Sonuçta geçerli ve yürürlükte de olsa, şu an hepimiz ona uymak zorunda olsak da bu anayasa “meşru” bir metin değildir. Bu nedenle de hiç kimsenin “bu anayasanın şurası değiştirilemez, hatta değiştirilmesi dahi teklif edilemez” demeye hakkı yoktur. Bunu söyleyenler çıkacaktır. Eğer buna uyulursa yapılacak anayasa değişikliği hiçbir şeyi değiştirmeyecektir.
Anayasanın değiştirilmesinin dahi teklif edilemeyeceğini belirttiği maddelerinin gerçekten iyi ve yerinde olduğunu düşünsek bile – ki bence böyle hiçbir maddesi yoktur- yine de değiştirilmesi zorunludur. Aynı anlama gelen fakat değişik sözcükler ve dizilişle yeniden yazılması bile düşünülebilir ama dokunulmaması eskinin ruhuyla yaşamını sürdürmesi olacaktır.
Bazıları AKP çoğunluğundaki meclisten demokratik bir anayasa çıkmayacağını düşünebilirler. Doğrusu bu konuda ben de onlardan pek uzak düşünemiyorum. AKP, gerek YÖK, gerek seçim ve siyasi partiler yasaları gerekse anayasanın değiştirilen maddelerine dayanarak yaptığı yargı kurumlarına ilişkin uygulamalarında sınıfta kalmıştır. Hep yazdım: AKP kadroları aldıkları eğitim gereği demokrasiyi algılayıp içselleştiremezler. Bu konuda yanıldığımı gösterecek uygulamalar yapmalarını ne kadar da isterim, bilemezsiniz.
AKP’nin tüm bu yapısına karşın, anayasanın en kısa sürede A’sından Z’sine değiştirilmesi bir zorunluluktur. Eğer bu ülkenin toplumsal güçleri sürece ağırlık koyabilirse AKP’nin meclis çoğunluğuna karşın bu meclisten daha iyi bir anayasa çıkabilir.
Başbakanın Arap ülkelerindeki gezisi, oralarda saygın karşılanması bu ülkenin kronikleşmiş sorunlarına çözüm üretmiyor.
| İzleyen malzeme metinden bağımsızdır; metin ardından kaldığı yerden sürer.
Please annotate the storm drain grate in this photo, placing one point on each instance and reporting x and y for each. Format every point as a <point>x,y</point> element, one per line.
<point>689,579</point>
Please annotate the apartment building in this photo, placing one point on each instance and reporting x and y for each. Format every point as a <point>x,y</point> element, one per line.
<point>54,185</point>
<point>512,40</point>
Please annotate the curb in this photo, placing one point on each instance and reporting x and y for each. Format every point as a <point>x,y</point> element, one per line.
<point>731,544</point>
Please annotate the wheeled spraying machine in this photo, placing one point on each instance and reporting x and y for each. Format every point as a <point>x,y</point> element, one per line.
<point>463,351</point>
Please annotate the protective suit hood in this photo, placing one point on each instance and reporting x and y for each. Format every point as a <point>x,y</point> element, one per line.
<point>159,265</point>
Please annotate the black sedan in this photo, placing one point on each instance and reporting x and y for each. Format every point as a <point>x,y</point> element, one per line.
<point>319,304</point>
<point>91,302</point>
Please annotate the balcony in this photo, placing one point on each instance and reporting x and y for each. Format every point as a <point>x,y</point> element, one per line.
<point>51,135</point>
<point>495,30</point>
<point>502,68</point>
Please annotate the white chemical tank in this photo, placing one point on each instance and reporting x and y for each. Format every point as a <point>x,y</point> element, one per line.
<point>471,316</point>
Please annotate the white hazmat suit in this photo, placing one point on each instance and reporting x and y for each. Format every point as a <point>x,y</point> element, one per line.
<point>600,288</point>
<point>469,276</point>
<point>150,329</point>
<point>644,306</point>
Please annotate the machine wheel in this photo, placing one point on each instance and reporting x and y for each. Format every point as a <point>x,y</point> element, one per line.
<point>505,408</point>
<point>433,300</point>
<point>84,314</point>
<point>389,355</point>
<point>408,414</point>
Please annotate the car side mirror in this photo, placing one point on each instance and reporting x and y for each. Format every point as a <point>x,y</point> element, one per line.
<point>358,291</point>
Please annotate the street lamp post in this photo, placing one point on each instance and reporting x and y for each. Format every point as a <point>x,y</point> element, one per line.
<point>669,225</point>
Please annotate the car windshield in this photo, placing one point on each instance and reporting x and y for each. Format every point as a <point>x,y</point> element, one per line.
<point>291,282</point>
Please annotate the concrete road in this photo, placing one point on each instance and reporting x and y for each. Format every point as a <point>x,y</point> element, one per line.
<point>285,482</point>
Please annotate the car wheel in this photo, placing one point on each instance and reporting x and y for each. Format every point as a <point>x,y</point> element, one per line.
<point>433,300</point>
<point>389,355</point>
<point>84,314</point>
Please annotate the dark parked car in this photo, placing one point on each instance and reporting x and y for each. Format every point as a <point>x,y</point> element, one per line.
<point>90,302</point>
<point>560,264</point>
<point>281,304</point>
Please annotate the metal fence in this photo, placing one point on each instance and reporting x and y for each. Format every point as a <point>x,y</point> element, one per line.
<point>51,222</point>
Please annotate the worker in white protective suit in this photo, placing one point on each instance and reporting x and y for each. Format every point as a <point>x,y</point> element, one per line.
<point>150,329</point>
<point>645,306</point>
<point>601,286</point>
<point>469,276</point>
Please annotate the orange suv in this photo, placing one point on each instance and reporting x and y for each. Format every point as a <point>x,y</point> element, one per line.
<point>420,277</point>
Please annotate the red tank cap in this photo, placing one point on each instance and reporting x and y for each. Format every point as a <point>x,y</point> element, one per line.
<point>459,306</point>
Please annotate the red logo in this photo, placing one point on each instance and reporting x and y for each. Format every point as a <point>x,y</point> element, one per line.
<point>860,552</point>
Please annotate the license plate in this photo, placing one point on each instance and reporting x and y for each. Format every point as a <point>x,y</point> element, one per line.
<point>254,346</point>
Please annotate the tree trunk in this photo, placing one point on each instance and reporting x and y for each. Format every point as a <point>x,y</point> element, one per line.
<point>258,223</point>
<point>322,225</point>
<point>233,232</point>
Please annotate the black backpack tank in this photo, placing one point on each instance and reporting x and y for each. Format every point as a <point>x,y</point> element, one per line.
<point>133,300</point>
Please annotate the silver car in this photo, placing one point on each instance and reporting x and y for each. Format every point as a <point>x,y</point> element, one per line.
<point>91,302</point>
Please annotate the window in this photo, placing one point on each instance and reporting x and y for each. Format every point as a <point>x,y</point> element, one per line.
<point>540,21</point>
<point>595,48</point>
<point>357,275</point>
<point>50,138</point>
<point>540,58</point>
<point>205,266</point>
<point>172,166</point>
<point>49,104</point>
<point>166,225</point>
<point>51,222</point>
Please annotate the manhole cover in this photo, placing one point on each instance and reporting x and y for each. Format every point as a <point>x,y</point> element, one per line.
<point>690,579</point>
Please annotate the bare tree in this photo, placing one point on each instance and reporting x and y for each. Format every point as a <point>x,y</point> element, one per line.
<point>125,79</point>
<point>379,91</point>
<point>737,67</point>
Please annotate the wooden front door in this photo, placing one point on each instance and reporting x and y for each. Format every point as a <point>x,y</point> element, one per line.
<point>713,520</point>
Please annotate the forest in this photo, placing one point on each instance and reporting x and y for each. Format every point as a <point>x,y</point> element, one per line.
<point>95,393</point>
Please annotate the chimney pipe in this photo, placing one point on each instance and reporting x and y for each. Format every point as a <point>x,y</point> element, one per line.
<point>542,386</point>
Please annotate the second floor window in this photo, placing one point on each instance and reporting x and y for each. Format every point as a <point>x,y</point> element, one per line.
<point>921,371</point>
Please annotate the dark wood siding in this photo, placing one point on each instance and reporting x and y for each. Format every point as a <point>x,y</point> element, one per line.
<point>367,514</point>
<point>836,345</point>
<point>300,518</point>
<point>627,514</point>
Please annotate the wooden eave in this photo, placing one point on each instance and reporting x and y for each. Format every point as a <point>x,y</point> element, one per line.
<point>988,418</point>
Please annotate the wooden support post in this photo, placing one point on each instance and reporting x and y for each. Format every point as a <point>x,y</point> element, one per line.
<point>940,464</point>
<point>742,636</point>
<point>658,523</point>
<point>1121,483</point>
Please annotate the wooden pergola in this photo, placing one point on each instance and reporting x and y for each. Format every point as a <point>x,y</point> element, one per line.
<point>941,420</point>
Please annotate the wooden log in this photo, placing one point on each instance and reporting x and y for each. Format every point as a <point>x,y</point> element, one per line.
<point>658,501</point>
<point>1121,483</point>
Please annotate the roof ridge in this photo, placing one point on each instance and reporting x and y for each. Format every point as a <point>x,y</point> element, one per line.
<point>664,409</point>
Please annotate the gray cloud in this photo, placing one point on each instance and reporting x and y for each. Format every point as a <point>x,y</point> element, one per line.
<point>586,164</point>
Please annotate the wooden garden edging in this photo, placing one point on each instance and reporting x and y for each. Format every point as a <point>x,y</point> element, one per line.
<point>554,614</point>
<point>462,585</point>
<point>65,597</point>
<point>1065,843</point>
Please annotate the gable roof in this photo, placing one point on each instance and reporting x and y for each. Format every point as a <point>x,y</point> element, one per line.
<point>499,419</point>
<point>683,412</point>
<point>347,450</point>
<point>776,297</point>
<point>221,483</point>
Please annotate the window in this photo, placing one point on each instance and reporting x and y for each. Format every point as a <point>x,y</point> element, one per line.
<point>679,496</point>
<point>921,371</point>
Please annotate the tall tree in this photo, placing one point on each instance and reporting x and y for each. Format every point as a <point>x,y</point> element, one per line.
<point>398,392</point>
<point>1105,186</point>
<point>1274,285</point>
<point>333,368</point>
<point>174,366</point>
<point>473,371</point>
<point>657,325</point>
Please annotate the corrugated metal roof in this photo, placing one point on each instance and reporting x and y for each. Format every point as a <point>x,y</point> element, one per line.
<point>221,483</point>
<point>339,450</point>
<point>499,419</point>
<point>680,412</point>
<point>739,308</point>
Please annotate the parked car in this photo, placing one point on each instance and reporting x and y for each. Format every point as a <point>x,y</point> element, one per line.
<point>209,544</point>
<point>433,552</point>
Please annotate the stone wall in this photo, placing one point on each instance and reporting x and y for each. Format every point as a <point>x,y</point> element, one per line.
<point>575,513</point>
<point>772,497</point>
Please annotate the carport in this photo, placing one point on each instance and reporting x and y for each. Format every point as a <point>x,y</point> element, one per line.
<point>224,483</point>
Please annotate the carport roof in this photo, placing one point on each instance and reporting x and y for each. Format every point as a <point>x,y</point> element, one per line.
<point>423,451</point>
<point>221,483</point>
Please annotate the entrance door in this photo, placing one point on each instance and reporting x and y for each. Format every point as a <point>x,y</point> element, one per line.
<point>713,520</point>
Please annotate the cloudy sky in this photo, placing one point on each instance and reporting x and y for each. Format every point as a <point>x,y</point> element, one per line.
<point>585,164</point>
Kan akması sürüyor. Örgütlenmeyi kısıtlayan, düşünceyi suç sayan, halka rağmen çıkar çevrelerinin doğayı katletmesinin önünü açan sisteme karşı demokrasi sorunu duruyor. Kürt sorunu, Alevi sorunu, Yüksek Öğrenim sorunu, gelir dağılımının çok bozuk olmasından kaynaklı sosyal sorunlar olduğu gibi duruyor. Üstelik bu sorunların Arap ülkeleri üzerinden çözülmesi de olanaksız.
Eğer anayasayı A’sından, Z’sine değiştirmezsek tüm bu sorunları çözmek olanaksızdır. Yapılacak kısmi değişiklikler sorunların bir kısmını “halının altına süpürmek”ten başka sonuç vermeyecektir.